Guillaume d’Ockam se range pleinement à l’opinion de Richard de Middleton :

« On ne saurait, dit-il[1], assigner un minimum naturel qui ne puisse toujours être divisé en parties plus petites à l’infini tout en conservant la même forme naturelle ; il est évident, par exemple, que l’on ne saurait assigner une chair si minimale qui ne pourrait pas, même par la puissance divine, être subdivisée en parcelles de chair plus petites à l’infini.

» Au Philosophe je réponds que voici ce qu’il entend. On peut assigner un minimum naturel, un minimum de chair, par exemple, qui soit incapable de subsister par lui-même et de résister aux agents de destruction tels que le froid, le chaud, etc. ; en sorte que s’il existait une parcelle de chair plus petite que ce minimum, elle ne pourrait résister aux agents extérieurs ; tout aussitôt, par suite de son défaut de force de résistance, elle se fondrait au sein des corps qui l’entourent (cederet in continuis) ; la forme de la chair y serait détruite et la forme de quelque autre substance y serait introduite. Mais Dieu pourrait suspendre l’action des agents extrinsèques et protéger la parcelle de chair contre la destruction ; il pourrait alors la diviser en parties de plus en plus petites à l’infini en sorte que, de cette manière, la division ne s’arrêterait plus jamais à une partie minimum de chair ; chacune des parties isolées ne se fondrait plus au sein des corps contigus, car faction des agents extrinsèques serait suspendue et la chair préservée de la corruption. »

Avec Buridan, la doctrine de Richard de Middleton et d’Ockam subit une modification essentielle ; le Philosophe de Béthune admet que, de toute substance corporelle, on peut prendre une quantité si petite qu’elle ne pourrait résister longtemps aux agents extérieurs ; il introduit, en cette question, une considération de durée à laquelle ses prédécesseurs n’avaient point eu égard.
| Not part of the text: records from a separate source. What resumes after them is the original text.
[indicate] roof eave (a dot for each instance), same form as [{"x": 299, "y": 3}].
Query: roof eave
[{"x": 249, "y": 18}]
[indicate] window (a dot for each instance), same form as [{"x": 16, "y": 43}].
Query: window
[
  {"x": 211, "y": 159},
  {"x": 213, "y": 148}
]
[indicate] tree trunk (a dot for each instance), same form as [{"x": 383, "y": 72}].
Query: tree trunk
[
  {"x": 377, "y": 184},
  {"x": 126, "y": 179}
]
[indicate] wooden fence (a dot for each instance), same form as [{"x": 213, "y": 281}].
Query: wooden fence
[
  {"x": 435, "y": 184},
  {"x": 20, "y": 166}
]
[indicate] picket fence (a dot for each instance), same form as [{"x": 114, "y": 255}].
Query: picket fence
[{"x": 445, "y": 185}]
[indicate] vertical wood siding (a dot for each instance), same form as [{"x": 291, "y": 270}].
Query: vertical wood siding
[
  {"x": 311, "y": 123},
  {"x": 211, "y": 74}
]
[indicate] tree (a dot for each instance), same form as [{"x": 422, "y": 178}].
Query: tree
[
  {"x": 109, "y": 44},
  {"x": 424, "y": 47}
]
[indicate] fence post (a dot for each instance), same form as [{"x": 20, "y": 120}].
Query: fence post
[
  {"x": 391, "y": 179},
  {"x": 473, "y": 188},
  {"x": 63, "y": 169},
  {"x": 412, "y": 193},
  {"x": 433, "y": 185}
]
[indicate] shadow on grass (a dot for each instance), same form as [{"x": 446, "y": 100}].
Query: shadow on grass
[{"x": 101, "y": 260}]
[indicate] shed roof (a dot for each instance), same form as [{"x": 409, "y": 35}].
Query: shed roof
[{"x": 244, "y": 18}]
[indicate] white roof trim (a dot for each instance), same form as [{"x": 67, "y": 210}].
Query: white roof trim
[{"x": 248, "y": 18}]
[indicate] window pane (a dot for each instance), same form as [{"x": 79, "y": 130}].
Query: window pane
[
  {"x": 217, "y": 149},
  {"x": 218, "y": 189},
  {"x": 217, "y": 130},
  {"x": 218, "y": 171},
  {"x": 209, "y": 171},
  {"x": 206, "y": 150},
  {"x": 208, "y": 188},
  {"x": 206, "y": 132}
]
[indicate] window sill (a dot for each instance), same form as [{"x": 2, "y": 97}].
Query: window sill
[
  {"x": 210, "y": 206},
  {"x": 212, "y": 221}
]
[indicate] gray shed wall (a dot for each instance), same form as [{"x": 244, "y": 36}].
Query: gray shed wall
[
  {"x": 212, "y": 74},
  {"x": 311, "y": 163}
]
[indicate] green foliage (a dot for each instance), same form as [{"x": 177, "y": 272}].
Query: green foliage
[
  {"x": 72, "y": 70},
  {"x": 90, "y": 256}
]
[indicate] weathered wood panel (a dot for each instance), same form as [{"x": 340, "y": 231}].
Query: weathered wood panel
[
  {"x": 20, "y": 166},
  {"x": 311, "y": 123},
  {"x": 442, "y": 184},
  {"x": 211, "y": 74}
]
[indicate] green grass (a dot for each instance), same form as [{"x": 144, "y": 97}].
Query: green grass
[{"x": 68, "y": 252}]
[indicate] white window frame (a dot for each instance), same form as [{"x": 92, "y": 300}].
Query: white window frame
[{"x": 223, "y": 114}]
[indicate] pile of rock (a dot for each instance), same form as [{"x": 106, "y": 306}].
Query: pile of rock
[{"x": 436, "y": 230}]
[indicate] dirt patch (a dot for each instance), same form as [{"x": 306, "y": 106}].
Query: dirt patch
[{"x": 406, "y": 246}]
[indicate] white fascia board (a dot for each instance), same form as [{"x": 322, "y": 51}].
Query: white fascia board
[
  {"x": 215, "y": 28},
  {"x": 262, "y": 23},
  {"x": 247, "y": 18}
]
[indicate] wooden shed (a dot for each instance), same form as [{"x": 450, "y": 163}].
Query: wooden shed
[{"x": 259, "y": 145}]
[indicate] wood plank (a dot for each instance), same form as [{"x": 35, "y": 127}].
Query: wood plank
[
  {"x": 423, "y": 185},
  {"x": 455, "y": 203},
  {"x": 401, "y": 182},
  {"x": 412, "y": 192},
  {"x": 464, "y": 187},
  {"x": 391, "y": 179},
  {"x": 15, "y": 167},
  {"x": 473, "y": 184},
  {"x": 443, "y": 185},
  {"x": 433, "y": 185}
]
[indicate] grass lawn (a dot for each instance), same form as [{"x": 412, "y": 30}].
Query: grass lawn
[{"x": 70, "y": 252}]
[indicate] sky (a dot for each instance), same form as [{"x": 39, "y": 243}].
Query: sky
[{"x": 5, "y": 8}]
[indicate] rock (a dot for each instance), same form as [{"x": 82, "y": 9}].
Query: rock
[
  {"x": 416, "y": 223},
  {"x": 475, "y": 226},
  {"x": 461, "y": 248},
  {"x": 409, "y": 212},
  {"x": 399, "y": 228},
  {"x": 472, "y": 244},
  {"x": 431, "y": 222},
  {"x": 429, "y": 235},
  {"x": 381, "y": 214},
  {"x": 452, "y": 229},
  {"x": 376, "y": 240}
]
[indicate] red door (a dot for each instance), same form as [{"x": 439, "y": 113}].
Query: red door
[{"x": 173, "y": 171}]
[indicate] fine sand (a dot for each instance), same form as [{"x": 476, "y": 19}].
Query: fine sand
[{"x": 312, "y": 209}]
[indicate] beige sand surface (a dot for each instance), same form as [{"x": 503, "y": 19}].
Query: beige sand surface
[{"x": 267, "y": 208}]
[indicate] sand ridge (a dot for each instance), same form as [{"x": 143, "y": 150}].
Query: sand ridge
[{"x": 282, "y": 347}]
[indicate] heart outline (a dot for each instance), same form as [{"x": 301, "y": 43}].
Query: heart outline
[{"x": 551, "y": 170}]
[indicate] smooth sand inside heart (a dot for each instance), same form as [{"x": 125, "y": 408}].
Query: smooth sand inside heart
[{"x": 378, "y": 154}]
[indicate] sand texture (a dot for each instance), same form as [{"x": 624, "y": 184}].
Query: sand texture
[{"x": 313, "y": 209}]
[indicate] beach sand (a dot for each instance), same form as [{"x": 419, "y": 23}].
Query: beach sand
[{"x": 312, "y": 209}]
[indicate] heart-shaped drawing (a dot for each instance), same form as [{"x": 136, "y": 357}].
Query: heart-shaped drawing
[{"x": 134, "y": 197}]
« On peut assigner, dit-il[2], un volume si petit qu’un corps, pris sous ce volume ou sous un volume plus petit, et isolé de tout corps de même espèce, ne pourrait être conservé, d’une manière naturelle, pendant un temps long ou simplement notable ; ce fragment tendrait constamment à sa corruption ; il serait rapidement corrompu par les corps qui lut sont voisins ; ces corps voisins, en

  1. Gulielmi de Ockam Annotationes super quatuor libres Sententiarum, lib. II, quæst VIII : Utrum mundus potuit fuisse ab æterno.
  2. Johannis Buridam Quæstiones super octo Physicorum libros Aristotelis, Lib. I, quæst. XIII : Utrum entia naturalia sint determinata ad minimum. Fol. XVI, col. d, et fol. XVII, coll. a et b.